By: Sean Wall
It is the distant future, and a failed attempt at interplanetary colonization has put the remnants of the human race on an inhospitable desert planet. It’s a rough place to live, with bandits out to steal your water and land, miles (or Iles in Trigun-speak) of sandy nothing between anything remotely habitable, and little or no order or law to be seen. Enter the unlikely hero, Vash the Stampede. An outlaw with a six billion double dollar bounty on his head, his very name strikes terror into the hearts of all that hear it. Women weep and children cry and brave men turn tail and run when they hear he’s coming to town … only, he’s not really a bad guy at all!
Two insurance claim adjusters from the planet’s largest (and only) public insurance agency, are sent to follow Vash the Stampede, ascertain if the man known as “The Humanoid Typhoon” is really responsible for all the claims they have been forced to pay, and if possible, stop him from causing any more damage. After an initial misunderstanding, the two “insurance ladies” begin to travel with the mysterious (donut scarfing, spiky-haired, often silly) man in red and begin to discover, through the people he meets and the trouble he’s often forced into, the kind of person the duly feared outlaw really is.
Truly one of the classics around the anime world. Though due to its age, its visual appeal leaves much to be desired, Trigun should hardly be judged at face value. The experience is genuinely human — while pretty much any consistent anime viewer knows there will be pacifists in any given series, Trigun balances this perfectly. With pure-hearted, idealistic, visionary heroes versus macabre, sinister, yet intelligent villains, many differing outlooks on life are explored. It is this fact that causes Trigun to exist on a tier of its own, and has earned its place in many circles as a work of pure genius.
A solid, innovative plot evolves throughout the progression of the series, stacked with many layers that add to rewatch value; one will notice things on a second or third watch that he or she did not initially realize. Not only this, the casual pace at which Trigun flows fits it like a glove; clearly, learning a trick of two from The Three Bears, it’s not too fast, not too slow, but just right. Perhaps the only significant flaw, in my humble opinion, lies in the execution of the last episode: Trigun compacts three episodes worth of content into one finale and ends up failing at doing so efficiently. There is no real conclusion, and with far too many open and loose ends, it leaves an awkward sense of finishing Trigun without truly ever doing so.

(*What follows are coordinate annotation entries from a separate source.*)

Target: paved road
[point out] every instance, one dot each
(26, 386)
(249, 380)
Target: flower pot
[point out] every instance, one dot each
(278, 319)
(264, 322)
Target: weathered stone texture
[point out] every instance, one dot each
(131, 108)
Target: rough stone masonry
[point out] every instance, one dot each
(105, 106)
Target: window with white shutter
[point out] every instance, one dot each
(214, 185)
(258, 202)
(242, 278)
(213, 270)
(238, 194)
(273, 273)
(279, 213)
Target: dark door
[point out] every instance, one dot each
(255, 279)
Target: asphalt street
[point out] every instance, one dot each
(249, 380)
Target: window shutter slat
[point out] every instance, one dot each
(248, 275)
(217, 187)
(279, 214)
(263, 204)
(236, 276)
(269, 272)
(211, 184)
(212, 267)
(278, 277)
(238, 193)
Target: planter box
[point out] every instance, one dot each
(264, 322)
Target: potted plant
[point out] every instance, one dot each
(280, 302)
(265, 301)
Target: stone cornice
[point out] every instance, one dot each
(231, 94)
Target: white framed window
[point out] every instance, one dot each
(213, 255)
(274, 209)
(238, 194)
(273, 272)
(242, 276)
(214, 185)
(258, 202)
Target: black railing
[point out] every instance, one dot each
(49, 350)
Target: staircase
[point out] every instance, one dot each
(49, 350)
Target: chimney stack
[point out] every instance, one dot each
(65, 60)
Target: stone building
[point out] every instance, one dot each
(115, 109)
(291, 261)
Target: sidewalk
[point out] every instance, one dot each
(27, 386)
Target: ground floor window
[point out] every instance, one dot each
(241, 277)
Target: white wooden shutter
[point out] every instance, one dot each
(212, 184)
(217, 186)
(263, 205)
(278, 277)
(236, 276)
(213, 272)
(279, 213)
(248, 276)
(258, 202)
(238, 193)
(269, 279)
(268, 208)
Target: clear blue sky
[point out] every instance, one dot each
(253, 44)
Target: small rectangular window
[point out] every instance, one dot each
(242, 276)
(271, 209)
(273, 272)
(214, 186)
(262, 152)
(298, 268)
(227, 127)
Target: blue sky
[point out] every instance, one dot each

The characters take the story to a new level as the story is stream along with them.
Where most might immediately turn to Vash as the deepest character of the series, I actually turn to co-villain, Legato. A devious, cunning sycophant, one quickly characterizes him as nothing but a bloodthirsty sadist. However, while to an extent, this might be true, Legato remains completely logical, concise, confident; certainly nothing close to the stereotype commonly given to such evil. The perfect enemy in all respects, the choice Vash is forced to make regarding him toward the end of the series will, most probably, stick with me until my deathbed: those who have seen Trigun know what I am referring to. This fathom-deep intimacy with the human mind, found through each of the main characters, makes Trigun, in my book, a must watch for every anime fan. Vash, Meryl, Milly, Wolfwood, Legato, Knives — all are designed with this spectacular precision.
Now Trigun’s soundtrack is a whole other issue: one does not truly enjoy it until the series is completed. I remember while watching Trigun for the first time commenting to friends about how much I disliked all aspects of its sound, and being promptly rebuked with, “Just wait, it grows on you.” Their words proved true, and sure enough, I now quite enjoy the music. While certainly not one of the best OSTs out there, a number of tracks seem custom tailored to fit the series, such as Legato’s theme.
Most of all, Trigun is FUN. It’s a mad rollercoaster of action, comedy, science fiction and even a little romance all packed into twenty-six episodes of pure anime goodness.
Trigun was one of a handful of anime that set my bar of quality quite high. While I certainly wouldn’t claim it to be the best anime ever made, it has rightfully earned its place toward the top. A superb mingling of comedy, action, drama, and intellect, it has a number of qualities that give it a broad range of appeal. Whether you’re new to the world of anime or a battle-worn veteran, Trigun should definitely be on the top of your list of series to see if you haven’t watched it already.